PARIS — Is couture the foundation of a fashion house, or the cherry on top?
According to Louis Feraud’s new managing director, Francois-Xavier de Monts, it’s the latter. He unveiled a new strategy for the French house that is hinged initially on its bread-and-butter suit line.
Since Escada AG took a 45 percent stake in Feraud last July, leaving the Dutch group Secon with 45 percent and executive Michael Rover with 10 percent, the company has been in flux. Its artistic director, Yvan Mispelaere, exited in March and Feraud put its high-fashion activities on hold.
On Tuesday, de Monts said Feraud might yet resume couture, and it hopes to show a luxury ready-to-wear line in October during Paris Fashion Week. But he stressed that the main de Monts collection, whose cruise and pre-spring offerings are on view here this week, will be the foundation for building the 52-year-old house.
“We are not starting from scratch,” he said in an interview at Feraud’s headquarters here. “We want to focus on developing the collection we have. Yes, we are still thinking of haute couture. For the time being, we have not made a decision. We might come back to it.

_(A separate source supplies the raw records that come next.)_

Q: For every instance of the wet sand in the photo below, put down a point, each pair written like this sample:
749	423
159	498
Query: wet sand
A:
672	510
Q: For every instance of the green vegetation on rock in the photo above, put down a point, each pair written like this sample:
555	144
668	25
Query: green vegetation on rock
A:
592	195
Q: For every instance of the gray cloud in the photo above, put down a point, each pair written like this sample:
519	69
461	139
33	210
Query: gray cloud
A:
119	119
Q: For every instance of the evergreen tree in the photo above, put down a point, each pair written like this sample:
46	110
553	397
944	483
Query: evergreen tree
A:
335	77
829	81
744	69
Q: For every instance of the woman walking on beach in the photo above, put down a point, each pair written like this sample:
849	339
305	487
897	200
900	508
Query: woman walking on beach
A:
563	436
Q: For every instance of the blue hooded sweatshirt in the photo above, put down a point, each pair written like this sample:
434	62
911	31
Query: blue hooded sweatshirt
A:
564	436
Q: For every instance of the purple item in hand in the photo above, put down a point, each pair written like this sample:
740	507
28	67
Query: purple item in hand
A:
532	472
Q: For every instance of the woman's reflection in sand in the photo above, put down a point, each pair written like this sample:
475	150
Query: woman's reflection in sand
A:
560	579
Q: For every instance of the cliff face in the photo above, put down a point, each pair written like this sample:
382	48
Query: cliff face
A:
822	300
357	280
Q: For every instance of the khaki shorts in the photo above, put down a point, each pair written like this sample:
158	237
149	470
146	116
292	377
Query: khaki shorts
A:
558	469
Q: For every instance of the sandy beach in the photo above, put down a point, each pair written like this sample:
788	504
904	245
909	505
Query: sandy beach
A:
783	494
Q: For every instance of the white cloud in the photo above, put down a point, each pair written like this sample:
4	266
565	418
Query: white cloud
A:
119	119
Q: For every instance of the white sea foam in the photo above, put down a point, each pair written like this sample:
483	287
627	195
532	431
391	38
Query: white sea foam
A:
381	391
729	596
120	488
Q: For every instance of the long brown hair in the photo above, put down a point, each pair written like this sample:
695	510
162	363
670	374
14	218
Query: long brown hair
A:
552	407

It could be next year, or the year after. But for us, [couture] is not a start, it will be an accomplishment.”
De Monts said Feraud is nearing the end of a study to clarify the brand’s attributes, from which the house’s direction will flow. “This is needed so everyone works in the same direction,” he said.
The current collection boasts pink suede trenchcoats, washed organza tops and shapely cotton pique pantsuits. It was designed by a team lead by Matthias Heitzler, who joined Feraud last fall from Escada subsidiary Kemper, where he worked on the Cerruti 1881 women’s line. Feraud is sold in about 200 stores worldwide, including nine company-owned Feraud stores, 11 franchised units and specialty retailers including Neiman Marcus, Saks Fifth Avenue and Nordstrom in the U.S. Wholesale prices for spring start at about $450 for suits, $350 for jackets and $150 for pants.

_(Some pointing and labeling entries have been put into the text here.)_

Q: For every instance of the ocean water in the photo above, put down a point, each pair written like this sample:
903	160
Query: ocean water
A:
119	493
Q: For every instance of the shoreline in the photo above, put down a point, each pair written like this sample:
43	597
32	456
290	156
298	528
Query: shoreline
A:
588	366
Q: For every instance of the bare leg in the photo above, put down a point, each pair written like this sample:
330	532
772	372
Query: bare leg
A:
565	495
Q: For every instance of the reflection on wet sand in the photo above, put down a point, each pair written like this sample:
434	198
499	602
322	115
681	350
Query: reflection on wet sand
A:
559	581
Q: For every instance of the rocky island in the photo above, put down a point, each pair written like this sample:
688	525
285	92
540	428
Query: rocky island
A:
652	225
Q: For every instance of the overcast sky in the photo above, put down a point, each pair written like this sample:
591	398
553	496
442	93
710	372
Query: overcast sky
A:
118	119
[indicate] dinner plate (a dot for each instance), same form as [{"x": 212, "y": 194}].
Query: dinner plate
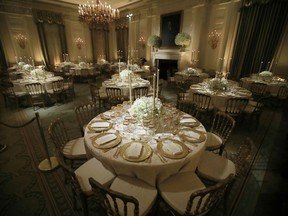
[
  {"x": 183, "y": 134},
  {"x": 161, "y": 148},
  {"x": 109, "y": 144},
  {"x": 145, "y": 153},
  {"x": 96, "y": 129},
  {"x": 196, "y": 123}
]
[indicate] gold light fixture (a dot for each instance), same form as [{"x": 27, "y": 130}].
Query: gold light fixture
[
  {"x": 21, "y": 40},
  {"x": 97, "y": 13},
  {"x": 79, "y": 42},
  {"x": 214, "y": 38}
]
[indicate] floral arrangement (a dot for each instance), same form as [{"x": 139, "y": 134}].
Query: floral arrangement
[
  {"x": 27, "y": 67},
  {"x": 183, "y": 39},
  {"x": 154, "y": 41},
  {"x": 134, "y": 67},
  {"x": 219, "y": 83},
  {"x": 266, "y": 73},
  {"x": 38, "y": 73},
  {"x": 142, "y": 108},
  {"x": 191, "y": 71},
  {"x": 82, "y": 64},
  {"x": 124, "y": 74}
]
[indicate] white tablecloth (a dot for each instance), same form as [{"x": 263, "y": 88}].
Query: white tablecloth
[
  {"x": 151, "y": 172},
  {"x": 219, "y": 97}
]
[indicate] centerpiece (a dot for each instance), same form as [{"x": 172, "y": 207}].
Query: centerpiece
[
  {"x": 38, "y": 74},
  {"x": 183, "y": 39},
  {"x": 124, "y": 74},
  {"x": 266, "y": 75},
  {"x": 142, "y": 108}
]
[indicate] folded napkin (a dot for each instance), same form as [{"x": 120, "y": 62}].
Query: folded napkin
[
  {"x": 105, "y": 139},
  {"x": 134, "y": 150},
  {"x": 187, "y": 120},
  {"x": 100, "y": 125},
  {"x": 191, "y": 134},
  {"x": 171, "y": 148}
]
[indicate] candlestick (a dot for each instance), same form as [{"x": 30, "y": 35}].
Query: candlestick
[
  {"x": 154, "y": 81},
  {"x": 268, "y": 64},
  {"x": 130, "y": 87},
  {"x": 260, "y": 66}
]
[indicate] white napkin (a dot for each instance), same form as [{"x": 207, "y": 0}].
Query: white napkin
[
  {"x": 105, "y": 139},
  {"x": 191, "y": 134},
  {"x": 187, "y": 120},
  {"x": 134, "y": 150},
  {"x": 171, "y": 148},
  {"x": 100, "y": 125}
]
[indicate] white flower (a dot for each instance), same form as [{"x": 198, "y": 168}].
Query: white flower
[
  {"x": 183, "y": 39},
  {"x": 154, "y": 41},
  {"x": 266, "y": 73},
  {"x": 142, "y": 108},
  {"x": 27, "y": 67},
  {"x": 82, "y": 64},
  {"x": 124, "y": 74}
]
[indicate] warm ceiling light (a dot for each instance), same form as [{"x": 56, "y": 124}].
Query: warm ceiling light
[
  {"x": 21, "y": 40},
  {"x": 97, "y": 13}
]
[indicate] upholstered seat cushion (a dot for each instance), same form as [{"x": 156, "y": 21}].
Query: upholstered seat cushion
[
  {"x": 213, "y": 141},
  {"x": 143, "y": 192},
  {"x": 215, "y": 167},
  {"x": 93, "y": 168},
  {"x": 176, "y": 190}
]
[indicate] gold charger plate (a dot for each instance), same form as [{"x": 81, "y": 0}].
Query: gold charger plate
[
  {"x": 185, "y": 137},
  {"x": 99, "y": 129},
  {"x": 182, "y": 154},
  {"x": 189, "y": 124},
  {"x": 146, "y": 152},
  {"x": 107, "y": 145}
]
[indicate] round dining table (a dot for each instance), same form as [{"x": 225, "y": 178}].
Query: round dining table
[
  {"x": 219, "y": 97},
  {"x": 150, "y": 152}
]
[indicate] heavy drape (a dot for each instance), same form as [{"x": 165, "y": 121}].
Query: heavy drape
[{"x": 261, "y": 28}]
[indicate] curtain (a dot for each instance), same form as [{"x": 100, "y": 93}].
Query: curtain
[
  {"x": 51, "y": 31},
  {"x": 122, "y": 34},
  {"x": 261, "y": 28},
  {"x": 100, "y": 42}
]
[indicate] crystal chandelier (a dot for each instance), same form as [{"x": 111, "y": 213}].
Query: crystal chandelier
[{"x": 97, "y": 13}]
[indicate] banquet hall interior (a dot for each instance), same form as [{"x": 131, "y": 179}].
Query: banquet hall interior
[{"x": 180, "y": 98}]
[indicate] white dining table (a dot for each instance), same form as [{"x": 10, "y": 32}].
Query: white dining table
[
  {"x": 219, "y": 97},
  {"x": 166, "y": 149}
]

De Monts said introducing luxury rtw represents the next logical step. “Obviously, we will have a designer, but we are still in discussions,” he said, declining to elaborate. As reported, Feraud has been talking to Paris-based designer Jean Paul Knott.
Meanwhile, de Monts said Feraud’s new image will soon be expressed in new ways. The flagship on Faubourg Saint-Honore here, shuttered last month for renovation, is slated to reopen with a new concept on July 22. Also, a new women’s fragrance is expected in fall 2003.
Feraud’s volume was about $28.5 million last year, and de Monts forecast growth of 15 percent this year, based on the new styling direction and its pricing policy, which puts Feraud at the opening ranges of its designer and couture competitors.